New Report: Forced displacement and OSINT in Catatumbo
Mapping Forced Displacement in Conflict: Open-Source Investigation and the Crisis in Catatumbo
Daniela Suarez Vargas, Lydia Millar and Luke Moffett
Between late 2024 and early 2025, Catatumbo in north-eastern Colombia experienced one of the most severe forced displacement crises in recent years. More than 100,000 civilians were forced to flee amid escalating violence between armed actors, widespread threats, confinement, and the recruitment of minors.
Our report (English and Spanish) examines how open-source investigation — including social media content, digital traces, and geospatial analysis — can help document and visualise patterns of armed violence and displacement where access is restricted and accountability pathways remain uncertain.
Working with 169 open-source publications, we mapped 123 geolocated entries to better understand displacement routes, points of origin and reception, concentrations of violence, and humanitarian response. The report also reflects on the ethical limits of this work, especially where children and vulnerable communities are concerned.

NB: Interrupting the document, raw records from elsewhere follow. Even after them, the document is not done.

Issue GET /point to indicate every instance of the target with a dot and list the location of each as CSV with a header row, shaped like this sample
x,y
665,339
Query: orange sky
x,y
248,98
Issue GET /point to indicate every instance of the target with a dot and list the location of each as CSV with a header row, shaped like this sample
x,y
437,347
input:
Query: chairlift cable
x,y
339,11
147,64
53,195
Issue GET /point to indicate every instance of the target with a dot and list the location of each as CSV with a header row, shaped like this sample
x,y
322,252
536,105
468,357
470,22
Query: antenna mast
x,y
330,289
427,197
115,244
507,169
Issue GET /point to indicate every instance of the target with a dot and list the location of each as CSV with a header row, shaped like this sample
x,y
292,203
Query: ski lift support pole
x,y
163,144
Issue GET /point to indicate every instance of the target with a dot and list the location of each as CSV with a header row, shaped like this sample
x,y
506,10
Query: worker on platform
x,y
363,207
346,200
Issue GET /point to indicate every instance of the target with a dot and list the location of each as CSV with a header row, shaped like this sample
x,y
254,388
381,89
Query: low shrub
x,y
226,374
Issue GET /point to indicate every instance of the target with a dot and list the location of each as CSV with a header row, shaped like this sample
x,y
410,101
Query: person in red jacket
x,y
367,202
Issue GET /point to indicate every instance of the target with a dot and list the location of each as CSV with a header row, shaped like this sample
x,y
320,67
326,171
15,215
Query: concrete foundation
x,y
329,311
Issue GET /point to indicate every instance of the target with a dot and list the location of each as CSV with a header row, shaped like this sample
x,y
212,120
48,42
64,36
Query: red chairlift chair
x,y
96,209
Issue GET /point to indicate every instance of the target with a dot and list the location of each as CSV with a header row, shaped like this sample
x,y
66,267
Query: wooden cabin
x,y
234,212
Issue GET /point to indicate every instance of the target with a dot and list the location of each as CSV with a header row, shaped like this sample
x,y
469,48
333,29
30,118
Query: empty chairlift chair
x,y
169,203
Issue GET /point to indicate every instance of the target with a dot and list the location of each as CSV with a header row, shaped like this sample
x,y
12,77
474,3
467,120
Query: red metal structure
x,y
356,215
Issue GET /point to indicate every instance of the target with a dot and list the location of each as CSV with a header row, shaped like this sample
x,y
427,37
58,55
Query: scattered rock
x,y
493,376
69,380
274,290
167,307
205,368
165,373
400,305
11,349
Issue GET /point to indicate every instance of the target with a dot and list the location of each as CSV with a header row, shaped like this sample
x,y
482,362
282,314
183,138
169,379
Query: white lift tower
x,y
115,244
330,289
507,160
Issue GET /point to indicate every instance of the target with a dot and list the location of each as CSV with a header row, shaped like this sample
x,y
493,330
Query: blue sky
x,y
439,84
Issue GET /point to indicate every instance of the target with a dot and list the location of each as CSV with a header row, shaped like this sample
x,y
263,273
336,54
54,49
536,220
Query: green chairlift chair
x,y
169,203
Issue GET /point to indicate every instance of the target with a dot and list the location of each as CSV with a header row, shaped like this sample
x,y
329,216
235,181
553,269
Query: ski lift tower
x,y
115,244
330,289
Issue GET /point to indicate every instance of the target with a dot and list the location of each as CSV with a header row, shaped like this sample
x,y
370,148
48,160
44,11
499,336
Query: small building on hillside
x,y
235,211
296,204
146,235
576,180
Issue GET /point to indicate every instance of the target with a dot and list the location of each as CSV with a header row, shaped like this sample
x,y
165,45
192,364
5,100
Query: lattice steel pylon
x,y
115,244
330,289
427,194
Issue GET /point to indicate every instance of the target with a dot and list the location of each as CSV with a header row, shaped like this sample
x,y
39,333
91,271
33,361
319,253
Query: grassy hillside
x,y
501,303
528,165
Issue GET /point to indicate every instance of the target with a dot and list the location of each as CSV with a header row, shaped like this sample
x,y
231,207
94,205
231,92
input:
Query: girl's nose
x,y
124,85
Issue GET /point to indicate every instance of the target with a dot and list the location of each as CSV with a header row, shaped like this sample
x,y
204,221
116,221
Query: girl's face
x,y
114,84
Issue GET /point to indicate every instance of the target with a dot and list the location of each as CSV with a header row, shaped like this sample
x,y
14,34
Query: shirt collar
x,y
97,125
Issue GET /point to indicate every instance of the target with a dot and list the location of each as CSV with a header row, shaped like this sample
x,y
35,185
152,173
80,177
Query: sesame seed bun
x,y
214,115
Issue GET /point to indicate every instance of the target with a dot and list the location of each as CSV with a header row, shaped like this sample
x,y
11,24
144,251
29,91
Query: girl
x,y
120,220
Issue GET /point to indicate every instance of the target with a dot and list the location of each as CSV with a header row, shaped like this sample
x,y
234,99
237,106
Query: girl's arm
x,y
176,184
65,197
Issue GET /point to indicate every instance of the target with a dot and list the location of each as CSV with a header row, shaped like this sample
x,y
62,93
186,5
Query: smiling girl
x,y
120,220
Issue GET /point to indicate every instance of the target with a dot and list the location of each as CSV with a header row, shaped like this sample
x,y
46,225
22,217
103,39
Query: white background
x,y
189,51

The Catatumbo crisis shows both the promise and the risks of open-source methods. Digital platforms can be used by armed groups to threaten, control, and recruit — but they can also preserve evidence, corroborate events, and support future truth, justice, and accountability efforts.
This is an exploratory study, but one with urgent implications: how do we better document forced displacement in real time, protect those affected, and ensure that victims are not rendered invisible?